With the urgency of mass protests outside their doors, lawmakers on Capitol Hill are working furiously to draft what could become one of the most ambitious efforts in years to oversee the way law enforcement works. Sens. Cory Booker of New Jersey and Kamala Harris of California, both former presidential candidates, are expected to announce a package in coming days, with a House bill coming soon.
Both the Senate and House efforts are expected to include changes to police accountability laws, such as revising immunity provisions and creating a database of police use-of-force incidents. Revamped training requirements are planned, too, among them a ban on the use of choke holds. Joe Biden, the apparent Democratic presidential nominee, has endorsed such a ban.
“We have a moral moment in our country,” Rep. Karen Bass, D-Calif., the chairwoman of the CBC, said on a conference call Wednesday.
'Absolutely devastating': Meghan Markle pays tribute to George Floyd in graduation address
"The only wrong thing to say, is to say nothing," Markle said Wednesday evening during the virtual graduation ceremony at the all-girls Immaculate Heart High School, in Los Angeles. "Because George Floyd's life mattered."

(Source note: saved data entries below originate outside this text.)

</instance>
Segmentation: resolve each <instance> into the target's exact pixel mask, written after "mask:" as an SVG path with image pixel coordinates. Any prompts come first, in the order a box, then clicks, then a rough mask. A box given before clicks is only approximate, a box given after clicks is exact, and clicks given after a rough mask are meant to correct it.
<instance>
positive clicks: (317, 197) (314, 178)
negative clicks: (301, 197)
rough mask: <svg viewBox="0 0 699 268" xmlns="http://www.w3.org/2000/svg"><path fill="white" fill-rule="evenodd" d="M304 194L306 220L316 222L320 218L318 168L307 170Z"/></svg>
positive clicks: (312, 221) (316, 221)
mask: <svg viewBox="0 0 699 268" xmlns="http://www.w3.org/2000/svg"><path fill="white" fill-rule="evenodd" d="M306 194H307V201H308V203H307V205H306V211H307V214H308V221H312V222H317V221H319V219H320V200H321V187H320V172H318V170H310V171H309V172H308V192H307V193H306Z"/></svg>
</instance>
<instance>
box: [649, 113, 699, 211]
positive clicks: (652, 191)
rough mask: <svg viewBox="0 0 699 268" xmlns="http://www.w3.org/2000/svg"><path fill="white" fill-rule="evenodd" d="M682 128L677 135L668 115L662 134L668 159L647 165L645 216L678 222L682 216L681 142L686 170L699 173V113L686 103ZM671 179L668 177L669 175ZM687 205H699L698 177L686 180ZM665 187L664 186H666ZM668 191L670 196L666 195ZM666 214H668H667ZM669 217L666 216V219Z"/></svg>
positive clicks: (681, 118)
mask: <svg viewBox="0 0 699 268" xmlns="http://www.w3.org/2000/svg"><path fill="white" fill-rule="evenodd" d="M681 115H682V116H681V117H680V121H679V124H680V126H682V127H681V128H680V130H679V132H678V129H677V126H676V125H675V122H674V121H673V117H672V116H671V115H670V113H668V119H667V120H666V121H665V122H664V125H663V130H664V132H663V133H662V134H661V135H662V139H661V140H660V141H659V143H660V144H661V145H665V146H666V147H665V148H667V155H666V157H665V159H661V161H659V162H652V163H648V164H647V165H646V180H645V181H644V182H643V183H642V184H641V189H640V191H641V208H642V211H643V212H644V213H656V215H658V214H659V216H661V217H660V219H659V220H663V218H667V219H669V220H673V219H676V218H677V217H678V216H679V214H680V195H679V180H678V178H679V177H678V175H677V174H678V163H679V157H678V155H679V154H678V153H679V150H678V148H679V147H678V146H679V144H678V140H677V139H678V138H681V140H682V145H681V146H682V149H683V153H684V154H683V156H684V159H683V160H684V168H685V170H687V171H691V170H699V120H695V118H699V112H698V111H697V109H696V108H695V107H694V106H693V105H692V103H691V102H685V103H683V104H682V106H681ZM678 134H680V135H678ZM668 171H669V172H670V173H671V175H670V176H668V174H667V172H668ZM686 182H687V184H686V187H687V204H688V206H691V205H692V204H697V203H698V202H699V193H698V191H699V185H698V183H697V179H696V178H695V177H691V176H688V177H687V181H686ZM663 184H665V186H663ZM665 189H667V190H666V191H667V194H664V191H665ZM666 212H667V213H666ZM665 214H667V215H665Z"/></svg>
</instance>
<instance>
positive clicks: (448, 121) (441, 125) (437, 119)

Prince Harry's wife, whose mother is black, listed the names of black people who had been killed in the United States, acknowledging there were many more who were unnamed.
Markle apologized to the 2020 class for having to experience what should be a "history lesson" as a "reality."
More fences going up around the White House
Citing coronavirus restrictions, rallies in Norway are a no-go
Authorities in Norway have turned down applications to hold rallies in the country’s three largest cities in support of protesters in the U.S. over the death of George Floyd, citing the coronavirus restrictions on gatherings.
Rallies were planned in Oslo, Bergen and Trondheim but local authorities said that without a dispensation from the Norwegian Institute of Public Health, not more than 50 people can gather in one place, Mohamed Awil, president of the African Student Association at the University of Oslo, said.
The association is co-organizing the rally in Oslo where more than 15,000 people had said they planned to take part in Thursday’s demonstration outside the U.S. Embassy. Awil said they were considering an alternative demonstration but details were not immediately available.
Similar events took place in the in the capitals of Sweden and Finland Wednesday. They attracted thousands of people even though the limit in Sweden is currently 50 and in Finland is 500.